The $50 million tourism development includes a hotel, conference facilities, restaurants, bars, cooking school, and marine research and discovery centre.

The deep port combined with plans for mooring facilities means cruise ships will be able to add Triabunna to their itinerary.

However, Tasmania’s new Liberal government, which came to power in March promising to reinvigorate the state’s forest industry, has its eye on Triabunna and a possible forced acquisition of land to access the port.

Tasmanian Resources Minister Paul Harriss said rebuilding the forest industry in the state’s south, where there is no other suitable port facility, could be worth up to $100 million a year in export earnings and create hundreds of jobs.

“It is an immense opportunity and we ought not park that opportunity to grow jobs and deliver economic benefits to Tasmania,” he told reporters in Hobart recently.

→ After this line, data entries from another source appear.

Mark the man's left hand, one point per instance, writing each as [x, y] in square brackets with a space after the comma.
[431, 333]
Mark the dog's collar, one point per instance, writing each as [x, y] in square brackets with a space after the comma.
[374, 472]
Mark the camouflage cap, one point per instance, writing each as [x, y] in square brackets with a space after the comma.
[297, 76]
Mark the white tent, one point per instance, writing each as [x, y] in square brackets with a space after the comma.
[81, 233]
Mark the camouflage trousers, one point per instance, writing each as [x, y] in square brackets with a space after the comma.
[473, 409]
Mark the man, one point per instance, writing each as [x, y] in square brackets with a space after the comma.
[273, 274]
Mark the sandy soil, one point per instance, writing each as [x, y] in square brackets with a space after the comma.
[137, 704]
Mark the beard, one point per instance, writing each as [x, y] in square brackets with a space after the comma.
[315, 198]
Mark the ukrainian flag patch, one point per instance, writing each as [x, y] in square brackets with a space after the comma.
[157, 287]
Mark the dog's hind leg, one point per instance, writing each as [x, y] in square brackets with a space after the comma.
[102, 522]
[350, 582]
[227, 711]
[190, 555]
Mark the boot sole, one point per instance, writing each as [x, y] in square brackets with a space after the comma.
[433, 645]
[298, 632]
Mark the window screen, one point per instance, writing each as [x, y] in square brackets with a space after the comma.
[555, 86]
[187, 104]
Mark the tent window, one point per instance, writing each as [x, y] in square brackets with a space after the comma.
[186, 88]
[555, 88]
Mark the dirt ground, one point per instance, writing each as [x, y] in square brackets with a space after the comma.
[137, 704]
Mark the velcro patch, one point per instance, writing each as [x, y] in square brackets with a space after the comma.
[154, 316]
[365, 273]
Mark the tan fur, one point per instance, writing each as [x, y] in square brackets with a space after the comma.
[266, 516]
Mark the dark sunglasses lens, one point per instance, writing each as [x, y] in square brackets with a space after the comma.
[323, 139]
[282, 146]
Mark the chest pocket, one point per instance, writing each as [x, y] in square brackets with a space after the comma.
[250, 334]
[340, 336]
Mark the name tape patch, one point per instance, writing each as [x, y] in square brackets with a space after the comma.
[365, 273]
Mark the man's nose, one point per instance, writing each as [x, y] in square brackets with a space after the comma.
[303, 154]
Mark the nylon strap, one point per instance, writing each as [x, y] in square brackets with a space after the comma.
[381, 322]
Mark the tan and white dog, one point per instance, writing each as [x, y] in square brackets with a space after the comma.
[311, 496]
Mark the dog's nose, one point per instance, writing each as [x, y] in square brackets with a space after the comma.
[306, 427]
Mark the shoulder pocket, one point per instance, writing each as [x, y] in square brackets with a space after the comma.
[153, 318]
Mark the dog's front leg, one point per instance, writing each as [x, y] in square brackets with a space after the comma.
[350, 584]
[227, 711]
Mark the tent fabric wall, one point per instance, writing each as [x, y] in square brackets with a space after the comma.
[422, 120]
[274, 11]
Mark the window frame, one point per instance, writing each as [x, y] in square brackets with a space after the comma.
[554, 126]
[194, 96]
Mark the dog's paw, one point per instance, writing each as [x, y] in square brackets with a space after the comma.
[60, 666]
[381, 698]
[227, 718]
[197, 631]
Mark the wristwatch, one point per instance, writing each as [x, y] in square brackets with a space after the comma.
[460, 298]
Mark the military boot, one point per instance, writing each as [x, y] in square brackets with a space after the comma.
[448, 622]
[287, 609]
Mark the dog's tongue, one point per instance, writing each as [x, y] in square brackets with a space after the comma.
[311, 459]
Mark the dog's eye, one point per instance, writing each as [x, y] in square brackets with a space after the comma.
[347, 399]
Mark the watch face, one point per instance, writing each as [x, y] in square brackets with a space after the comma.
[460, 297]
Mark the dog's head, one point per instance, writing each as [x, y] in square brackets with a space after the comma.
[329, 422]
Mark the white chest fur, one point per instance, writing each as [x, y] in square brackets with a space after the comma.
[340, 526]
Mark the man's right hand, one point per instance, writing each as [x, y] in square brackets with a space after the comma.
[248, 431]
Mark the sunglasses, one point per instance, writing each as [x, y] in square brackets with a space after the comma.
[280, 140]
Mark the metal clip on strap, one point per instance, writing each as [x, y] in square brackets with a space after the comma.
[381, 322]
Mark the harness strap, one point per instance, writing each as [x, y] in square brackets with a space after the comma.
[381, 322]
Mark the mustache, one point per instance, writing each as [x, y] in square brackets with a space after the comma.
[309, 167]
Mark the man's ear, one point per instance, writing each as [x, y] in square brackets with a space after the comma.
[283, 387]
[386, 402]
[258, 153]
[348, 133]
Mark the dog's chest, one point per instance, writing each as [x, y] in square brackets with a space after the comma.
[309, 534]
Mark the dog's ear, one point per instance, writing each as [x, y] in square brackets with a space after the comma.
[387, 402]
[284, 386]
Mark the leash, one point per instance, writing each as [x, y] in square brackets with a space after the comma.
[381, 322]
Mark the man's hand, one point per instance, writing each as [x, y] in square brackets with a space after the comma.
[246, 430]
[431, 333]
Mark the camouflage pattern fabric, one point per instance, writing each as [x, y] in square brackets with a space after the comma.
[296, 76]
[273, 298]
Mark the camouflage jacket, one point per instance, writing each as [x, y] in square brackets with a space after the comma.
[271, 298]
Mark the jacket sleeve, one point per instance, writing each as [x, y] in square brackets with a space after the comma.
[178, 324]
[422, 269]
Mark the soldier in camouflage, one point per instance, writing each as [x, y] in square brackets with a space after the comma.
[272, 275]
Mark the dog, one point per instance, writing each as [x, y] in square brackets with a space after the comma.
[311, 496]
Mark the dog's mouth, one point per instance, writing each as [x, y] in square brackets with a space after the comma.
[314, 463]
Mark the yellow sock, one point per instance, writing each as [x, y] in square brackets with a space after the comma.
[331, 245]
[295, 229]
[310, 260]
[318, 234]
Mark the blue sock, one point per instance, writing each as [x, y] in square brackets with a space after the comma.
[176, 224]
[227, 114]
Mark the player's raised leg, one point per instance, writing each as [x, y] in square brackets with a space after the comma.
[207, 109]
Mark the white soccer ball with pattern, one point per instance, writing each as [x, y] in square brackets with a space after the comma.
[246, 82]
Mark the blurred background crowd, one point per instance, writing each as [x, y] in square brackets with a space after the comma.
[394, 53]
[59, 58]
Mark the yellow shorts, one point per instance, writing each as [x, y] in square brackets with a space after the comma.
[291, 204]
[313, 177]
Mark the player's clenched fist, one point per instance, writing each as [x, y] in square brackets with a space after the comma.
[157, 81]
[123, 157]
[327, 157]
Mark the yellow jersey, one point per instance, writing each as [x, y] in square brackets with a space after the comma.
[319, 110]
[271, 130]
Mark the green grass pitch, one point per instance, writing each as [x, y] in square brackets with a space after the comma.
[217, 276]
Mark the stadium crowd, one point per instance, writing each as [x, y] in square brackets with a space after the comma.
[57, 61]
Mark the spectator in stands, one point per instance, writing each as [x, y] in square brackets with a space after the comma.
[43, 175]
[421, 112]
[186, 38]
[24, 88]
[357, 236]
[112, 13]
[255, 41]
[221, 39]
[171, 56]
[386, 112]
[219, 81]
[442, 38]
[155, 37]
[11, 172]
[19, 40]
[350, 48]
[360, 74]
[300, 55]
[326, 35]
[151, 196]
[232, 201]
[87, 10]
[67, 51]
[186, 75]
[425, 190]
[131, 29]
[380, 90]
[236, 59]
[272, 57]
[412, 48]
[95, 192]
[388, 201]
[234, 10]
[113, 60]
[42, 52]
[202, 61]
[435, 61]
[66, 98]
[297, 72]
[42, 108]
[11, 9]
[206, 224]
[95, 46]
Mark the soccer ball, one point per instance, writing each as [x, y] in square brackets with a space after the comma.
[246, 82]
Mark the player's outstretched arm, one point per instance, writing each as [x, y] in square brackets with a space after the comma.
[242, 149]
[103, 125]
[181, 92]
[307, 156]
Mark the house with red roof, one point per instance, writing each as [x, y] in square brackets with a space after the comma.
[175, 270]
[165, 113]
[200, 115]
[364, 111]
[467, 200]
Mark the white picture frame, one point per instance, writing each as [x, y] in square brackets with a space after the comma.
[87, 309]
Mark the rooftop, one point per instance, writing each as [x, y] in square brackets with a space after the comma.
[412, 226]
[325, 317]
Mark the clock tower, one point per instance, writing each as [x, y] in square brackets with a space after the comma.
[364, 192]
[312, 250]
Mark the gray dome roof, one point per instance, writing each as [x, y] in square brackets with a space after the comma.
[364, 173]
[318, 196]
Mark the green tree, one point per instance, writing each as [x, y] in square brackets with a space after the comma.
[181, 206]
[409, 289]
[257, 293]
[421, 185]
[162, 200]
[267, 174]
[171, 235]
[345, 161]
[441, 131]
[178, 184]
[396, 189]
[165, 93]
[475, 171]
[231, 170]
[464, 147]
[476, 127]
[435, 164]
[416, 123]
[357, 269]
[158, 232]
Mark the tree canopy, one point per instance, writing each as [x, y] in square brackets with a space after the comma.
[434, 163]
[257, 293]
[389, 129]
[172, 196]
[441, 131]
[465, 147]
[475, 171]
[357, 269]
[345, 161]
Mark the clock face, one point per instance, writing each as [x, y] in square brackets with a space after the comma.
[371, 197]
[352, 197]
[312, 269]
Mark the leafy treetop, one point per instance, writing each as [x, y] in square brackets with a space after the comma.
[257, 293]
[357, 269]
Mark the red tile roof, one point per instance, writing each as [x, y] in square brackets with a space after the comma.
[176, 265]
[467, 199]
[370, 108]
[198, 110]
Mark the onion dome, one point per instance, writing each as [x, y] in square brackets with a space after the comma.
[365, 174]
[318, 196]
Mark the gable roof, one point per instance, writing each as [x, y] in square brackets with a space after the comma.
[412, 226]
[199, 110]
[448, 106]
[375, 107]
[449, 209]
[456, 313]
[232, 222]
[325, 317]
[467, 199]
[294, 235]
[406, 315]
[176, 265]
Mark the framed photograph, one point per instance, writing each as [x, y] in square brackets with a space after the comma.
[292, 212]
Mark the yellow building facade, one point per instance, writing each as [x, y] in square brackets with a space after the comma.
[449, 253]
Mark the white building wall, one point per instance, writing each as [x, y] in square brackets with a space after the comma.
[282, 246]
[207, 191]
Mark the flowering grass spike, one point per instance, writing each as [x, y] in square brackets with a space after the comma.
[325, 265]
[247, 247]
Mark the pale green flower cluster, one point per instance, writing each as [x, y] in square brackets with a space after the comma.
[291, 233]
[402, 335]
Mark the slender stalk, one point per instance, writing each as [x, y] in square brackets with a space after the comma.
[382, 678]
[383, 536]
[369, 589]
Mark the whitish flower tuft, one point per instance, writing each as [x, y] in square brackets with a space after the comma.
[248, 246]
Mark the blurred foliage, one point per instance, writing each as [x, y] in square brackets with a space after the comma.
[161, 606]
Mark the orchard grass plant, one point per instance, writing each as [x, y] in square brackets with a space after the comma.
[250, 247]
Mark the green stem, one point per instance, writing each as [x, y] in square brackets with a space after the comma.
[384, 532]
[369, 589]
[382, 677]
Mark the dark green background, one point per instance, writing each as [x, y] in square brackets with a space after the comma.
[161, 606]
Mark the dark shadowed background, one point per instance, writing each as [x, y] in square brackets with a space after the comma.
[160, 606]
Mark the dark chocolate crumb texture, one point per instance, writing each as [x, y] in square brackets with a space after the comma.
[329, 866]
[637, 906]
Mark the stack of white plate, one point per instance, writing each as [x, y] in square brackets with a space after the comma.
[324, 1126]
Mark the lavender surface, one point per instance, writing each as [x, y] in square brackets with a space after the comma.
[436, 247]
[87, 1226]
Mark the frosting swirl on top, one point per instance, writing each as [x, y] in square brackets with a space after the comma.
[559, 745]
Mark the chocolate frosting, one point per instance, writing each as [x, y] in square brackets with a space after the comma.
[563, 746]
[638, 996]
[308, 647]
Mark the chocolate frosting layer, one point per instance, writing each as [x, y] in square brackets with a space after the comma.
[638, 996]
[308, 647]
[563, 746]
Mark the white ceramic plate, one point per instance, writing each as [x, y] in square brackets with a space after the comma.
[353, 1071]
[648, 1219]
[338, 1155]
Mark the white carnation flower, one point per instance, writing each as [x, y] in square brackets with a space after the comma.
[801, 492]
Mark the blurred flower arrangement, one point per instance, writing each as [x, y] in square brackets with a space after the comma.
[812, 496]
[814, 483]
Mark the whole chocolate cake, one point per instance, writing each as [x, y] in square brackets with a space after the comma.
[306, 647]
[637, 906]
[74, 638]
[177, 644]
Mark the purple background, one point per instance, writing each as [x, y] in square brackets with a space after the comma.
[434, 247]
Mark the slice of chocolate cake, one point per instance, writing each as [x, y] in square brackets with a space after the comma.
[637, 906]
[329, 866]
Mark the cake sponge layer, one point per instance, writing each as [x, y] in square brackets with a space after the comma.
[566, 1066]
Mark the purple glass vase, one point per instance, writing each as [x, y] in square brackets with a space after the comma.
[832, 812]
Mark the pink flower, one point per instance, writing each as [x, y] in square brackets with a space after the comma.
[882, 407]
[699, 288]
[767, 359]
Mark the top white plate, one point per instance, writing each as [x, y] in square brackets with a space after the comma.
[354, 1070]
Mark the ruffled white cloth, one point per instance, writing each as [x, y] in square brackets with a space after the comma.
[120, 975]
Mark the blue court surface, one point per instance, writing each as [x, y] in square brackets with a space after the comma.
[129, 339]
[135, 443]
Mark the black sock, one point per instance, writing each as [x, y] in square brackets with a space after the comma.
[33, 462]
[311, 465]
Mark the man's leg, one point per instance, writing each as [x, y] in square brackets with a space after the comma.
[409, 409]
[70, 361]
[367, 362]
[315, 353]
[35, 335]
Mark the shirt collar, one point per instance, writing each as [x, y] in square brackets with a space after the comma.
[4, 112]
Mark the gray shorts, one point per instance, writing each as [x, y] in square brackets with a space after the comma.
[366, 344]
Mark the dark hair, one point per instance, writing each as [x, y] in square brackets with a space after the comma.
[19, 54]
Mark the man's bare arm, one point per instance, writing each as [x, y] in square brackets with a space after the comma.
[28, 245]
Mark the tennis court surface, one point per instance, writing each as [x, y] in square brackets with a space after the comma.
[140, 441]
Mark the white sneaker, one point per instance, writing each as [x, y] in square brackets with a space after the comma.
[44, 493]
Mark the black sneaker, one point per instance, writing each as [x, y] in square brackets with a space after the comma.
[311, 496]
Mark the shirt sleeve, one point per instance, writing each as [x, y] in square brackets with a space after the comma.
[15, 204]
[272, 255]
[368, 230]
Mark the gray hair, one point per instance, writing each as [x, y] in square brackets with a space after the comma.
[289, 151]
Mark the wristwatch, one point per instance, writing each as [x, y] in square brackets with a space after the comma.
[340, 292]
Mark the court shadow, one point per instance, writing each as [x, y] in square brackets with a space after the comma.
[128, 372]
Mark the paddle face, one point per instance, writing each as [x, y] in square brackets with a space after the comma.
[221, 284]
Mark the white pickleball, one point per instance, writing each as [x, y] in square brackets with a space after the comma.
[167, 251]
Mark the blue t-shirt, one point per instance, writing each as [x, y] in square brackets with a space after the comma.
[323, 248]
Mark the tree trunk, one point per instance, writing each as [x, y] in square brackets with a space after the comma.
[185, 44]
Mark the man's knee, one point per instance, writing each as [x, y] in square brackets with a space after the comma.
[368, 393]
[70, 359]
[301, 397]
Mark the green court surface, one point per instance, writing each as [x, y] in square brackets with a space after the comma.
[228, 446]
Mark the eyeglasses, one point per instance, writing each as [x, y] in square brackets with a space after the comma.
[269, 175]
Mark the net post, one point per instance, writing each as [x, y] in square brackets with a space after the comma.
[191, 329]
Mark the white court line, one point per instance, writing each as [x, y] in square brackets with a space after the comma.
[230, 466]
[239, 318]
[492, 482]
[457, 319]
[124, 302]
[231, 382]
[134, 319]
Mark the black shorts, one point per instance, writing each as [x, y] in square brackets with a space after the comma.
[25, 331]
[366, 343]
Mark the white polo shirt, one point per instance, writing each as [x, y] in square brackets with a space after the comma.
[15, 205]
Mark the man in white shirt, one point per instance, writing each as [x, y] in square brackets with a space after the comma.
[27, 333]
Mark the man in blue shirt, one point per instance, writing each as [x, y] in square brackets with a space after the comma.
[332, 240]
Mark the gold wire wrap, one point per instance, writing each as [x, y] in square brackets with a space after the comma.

The government has asked Forestry Tasmania and Tas Ports to investigate the best way for woodchips from the state’s southern forests to leave the island, with Harriss admitting there are limited options, including a subsidy for the cargo to be freighted by road to a wharf in the state’s north.

The report, already handed to government, has not been made public but if Triabunna is found to be the best option, “it will be addressed”, Harriss said.

He refuses to rule out using government power to acquire land to access the port.

But while the government insists industry and tourism could co-exist at the Triabunna site, Wood has ruled out having the export site – which included mountains of woodchips in its previous guise – beside his tourism venture.

“Compulsory acquisition would be the death-knell of (the development),” he told the ABC.

Wood is reluctant to move forward with his plans and attract investors while the government continues to give mixed messages.

“On the one hand they are saying tourism is terrific and on the other hand the premier won’t rule out compulsory acquisition of the Spring Bay mill site.”

Tasmanian Labor is backing Woods’ plans for Triabunna but fears the government might have already scared off potential investors.

“The government’s behaviour is completely at odds with its open-for-business mantra,” Labor tourism spokesman Scott Bacon said.

Australian Greens leader and Tasmanian senator Christine Milne said the Liberal administrations at both state and federal level are fixated with living in the bygone era of “dig it up, cut it down and ship it away”.

“Therein lies last century compared with this century,” she told AAP of the government’s approach versus plans for a tourism development.
With public hearings held through August and September, the parliamentary inquiry into the port is due to table an interim report on Tuesday.

A final report is due by the end of 2014.

Tasmanian premier Will Hodgman said the government will move quickly to make a decision on a southern Tasmanian export port “in the coming weeks”.